Even in the campus (during high school), the rain continued to brighten my day (ironic no?). I remember walking around the campus, letting the water soak into my hideous pink - colored skirt and allowing it to render my white - toned blouse practically transparent. I kicked up a spray of water from a puddle and sang insane songs with my friends as we performed our wet procession. Sometimes, we'd don our shoes and crappiest clothes and play slipper game in the mud, despite the repeated warnings that we might be hit by lightning.

My first heartbreak happened under the rain. He was my closest friend at a time when I felt all my other "friends" had abandoned me in exchange for their own pursuits. I had believed it was love, but I grew to realize that I fell in love with the idea of love rather than with him. Still the rain did not ease the pain of losing a friend to a (wrong) illusion of love. Ironically, it was raining when he and I met again years later. Me in a fresh new relationship, him just out of a stormy one.

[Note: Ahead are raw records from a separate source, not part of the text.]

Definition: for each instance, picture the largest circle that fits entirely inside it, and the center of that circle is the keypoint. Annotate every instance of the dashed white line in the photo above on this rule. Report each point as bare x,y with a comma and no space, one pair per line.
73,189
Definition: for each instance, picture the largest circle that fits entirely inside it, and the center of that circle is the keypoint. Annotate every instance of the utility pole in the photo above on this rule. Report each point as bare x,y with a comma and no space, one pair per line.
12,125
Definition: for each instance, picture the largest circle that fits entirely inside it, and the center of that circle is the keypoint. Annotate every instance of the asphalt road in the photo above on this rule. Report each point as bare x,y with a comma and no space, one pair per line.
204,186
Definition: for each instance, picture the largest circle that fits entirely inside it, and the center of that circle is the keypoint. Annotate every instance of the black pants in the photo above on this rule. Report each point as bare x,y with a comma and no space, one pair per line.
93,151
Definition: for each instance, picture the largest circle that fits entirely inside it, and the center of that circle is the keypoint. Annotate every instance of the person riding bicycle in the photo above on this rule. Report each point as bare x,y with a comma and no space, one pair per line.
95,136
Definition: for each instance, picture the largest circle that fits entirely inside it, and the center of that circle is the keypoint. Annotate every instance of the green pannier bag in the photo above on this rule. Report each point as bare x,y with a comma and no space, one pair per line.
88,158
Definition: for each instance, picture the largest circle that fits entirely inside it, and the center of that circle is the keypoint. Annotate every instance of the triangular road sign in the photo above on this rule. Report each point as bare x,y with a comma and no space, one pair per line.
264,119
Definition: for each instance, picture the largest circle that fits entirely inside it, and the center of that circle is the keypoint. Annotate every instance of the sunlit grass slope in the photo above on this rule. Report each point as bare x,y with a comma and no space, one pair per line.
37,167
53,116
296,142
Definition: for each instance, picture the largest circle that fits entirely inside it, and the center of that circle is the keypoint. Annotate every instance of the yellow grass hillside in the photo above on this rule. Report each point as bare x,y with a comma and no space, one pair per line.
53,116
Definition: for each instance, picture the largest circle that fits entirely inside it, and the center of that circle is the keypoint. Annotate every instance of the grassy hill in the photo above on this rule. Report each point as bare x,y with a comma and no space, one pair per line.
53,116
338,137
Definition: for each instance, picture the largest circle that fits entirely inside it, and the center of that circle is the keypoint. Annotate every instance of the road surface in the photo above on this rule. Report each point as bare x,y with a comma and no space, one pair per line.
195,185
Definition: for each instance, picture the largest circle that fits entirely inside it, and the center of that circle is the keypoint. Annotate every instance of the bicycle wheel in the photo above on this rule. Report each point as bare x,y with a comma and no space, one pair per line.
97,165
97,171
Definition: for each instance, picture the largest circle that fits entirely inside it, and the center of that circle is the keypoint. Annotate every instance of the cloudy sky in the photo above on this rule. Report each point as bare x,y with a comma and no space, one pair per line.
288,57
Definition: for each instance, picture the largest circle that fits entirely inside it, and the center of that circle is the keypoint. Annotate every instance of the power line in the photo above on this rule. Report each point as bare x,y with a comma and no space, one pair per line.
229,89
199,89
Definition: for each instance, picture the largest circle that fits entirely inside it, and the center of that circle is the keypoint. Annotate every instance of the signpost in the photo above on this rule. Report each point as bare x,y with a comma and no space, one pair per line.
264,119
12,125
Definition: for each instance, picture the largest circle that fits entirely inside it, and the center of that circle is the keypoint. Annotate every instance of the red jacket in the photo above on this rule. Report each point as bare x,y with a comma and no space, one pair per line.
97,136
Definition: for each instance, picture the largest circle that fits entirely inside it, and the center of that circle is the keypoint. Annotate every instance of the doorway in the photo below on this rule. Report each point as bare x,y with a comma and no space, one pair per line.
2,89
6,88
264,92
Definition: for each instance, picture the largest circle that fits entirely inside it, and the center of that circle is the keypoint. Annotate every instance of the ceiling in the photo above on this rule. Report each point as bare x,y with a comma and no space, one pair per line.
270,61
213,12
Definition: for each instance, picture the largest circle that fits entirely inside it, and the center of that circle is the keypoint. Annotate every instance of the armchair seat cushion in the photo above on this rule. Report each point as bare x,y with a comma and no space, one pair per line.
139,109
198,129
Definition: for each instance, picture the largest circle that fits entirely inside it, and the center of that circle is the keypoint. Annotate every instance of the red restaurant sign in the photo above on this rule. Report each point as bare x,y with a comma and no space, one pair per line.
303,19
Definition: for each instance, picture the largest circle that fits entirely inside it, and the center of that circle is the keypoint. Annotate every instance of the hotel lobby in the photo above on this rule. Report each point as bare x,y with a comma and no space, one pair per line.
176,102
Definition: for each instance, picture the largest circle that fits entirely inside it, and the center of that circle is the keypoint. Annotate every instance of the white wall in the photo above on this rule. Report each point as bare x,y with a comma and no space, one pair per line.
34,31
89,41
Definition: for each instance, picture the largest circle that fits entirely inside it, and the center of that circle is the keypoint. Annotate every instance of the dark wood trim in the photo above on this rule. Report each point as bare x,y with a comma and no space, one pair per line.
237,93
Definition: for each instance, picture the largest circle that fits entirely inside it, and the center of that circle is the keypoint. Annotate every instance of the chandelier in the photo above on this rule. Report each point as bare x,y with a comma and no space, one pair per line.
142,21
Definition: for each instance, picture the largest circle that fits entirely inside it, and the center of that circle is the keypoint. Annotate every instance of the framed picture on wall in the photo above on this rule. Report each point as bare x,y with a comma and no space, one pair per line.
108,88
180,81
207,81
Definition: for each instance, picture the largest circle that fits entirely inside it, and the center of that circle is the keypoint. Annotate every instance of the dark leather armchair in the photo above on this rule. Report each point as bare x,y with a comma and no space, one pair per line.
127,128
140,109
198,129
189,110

It's raining now. Despite the wet, eecky, and dirty feeling of having to trod on still waters and muddy streets while trying to hail a cab, I am surprisingly grinning. Perhaps a lot of people are cursing the rain now. A mother somewhere might be furious that it ruined a perfectly sunny day to dry the day's laundry. Or a dad complaining that he just washed the car and the rain has spoiled the waxy shine it had.

But as for me, I'm still watching the rain drench the earth and suffuse it with new life. Who knows? Maybe it’ll infuse me with more life.